This Jurassic Deep Sea Creature Looks Like a (Terrifying) Starfish with Razor Teeth

Photo credit: J. Black/University of Melbourne
Photo credit: J. Black/University of Melbourne
  • Scientists from the French Natural History Museum collected an ancient specimen of brittle star (Ophiojura) in 2011.

  • Earlier this month, a team of researchers in Australia finished analyzing the creature and published their findings in Proceedings of the Royal Society B.

  • The odd echinoderm is believed to be the last known survivor of its lineage, and features several sets of sharp teeth and eight arms.


Looking at Ophiojura, a bizarre deep-sea creature with a gnarly set of saw-like teeth, you’d think Halloween came early this year.

By chance, researchers happened upon this ancient genus of brittle star—a distant relative of the starfish—during a 2011 trawling expedition on the Banc Durand seamount off the coast of New Caledonia in the Pacific. But it took 10 years for scientists to analyze the peculiar echinoderm’s DNA. Last week, they published their findings in the journal Proceedings of the Royal Society B.
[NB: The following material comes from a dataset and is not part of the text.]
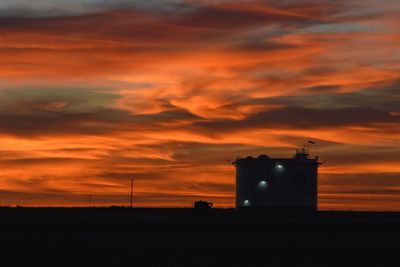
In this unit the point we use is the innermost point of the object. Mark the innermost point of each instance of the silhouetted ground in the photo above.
(180, 237)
At the helm of those efforts is Tim O’Hara, senior curator of marine invertebrates at Museums Victoria in Melbourne, Australia. In 2015, his taxonomic specialty in Ophiurodea (brittle stars) proved incredibly useful: while sorting through a bucket of brittle stars, the 2011 Ophiojura specimen caught his eye. It had two atypical features, even in the realm of brittle stars: eight arms (most have five) and eight nasty, razor-sharp sets of teeth.

“A microscopic scan revealed bristling rows of sharp teeth lining every jaw, which I reckon are used to snare and shred its prey,” O’Hara explains in a blog post for The Conversation, a nonprofit media network that publishes news stories on new academic breakthroughs. He describes Ophiojura as “a totally unique and previously undescribed type of animal.”

Ophiojura has endured millions of years of evolution and is the last known survivor of its ancient lineage, which dates back to somewhere between the Jurassic (199.6 million to 145.5 million years ago) and late Triassic (252 to 201 million years ago) eras. It’s a similar story to that of the coelacanths, who were thought to be extinct for several million years until a museum curator discovered one entirely by chance in 1938.

O’Hara calls species like Ophiojura—which represent a once-larger pool of related specimens, that over time have evolved into a much smaller group—“paleo-endemics,” in lieu of “living fossils,” because even if the evolutionary changes have been minuscule over time, they’re technically still occurring.

O’Hara hopes that the discovery of this ancient lineage of brittle star will excite the public and academic community enough to justify funding for further taxonomic deep sea research. He’s particularly rosy about further inquiry into seamounts (like the one where scientists found Ophiojura), which are usually submerged volcanoes that are millions of years old.

Given that seamounts form in layers of lava and basalt, heaps of ecological history are preserved in the form of fossils, even after the volcano dies and sinks back into the sea. This natural form of record-keeping means that there could be potentially innumerable other species and lineages awaiting discovery—just like Ophiojura.

In fact, O’Hara will be leading a 45-day expedition to study ancient seamounts that largely remain unexplored around the Christmas and Cocos Islands in the Indian Ocean later this summer.

“While our new species is from the southwest Pacific, seamounts occur worldwide and we are just beginning to explore those in other oceans,” O’Hara says. “These seamounts are ancient—up to 100 million years old—and almost totally unexplored. We are truly excited at what we may find.”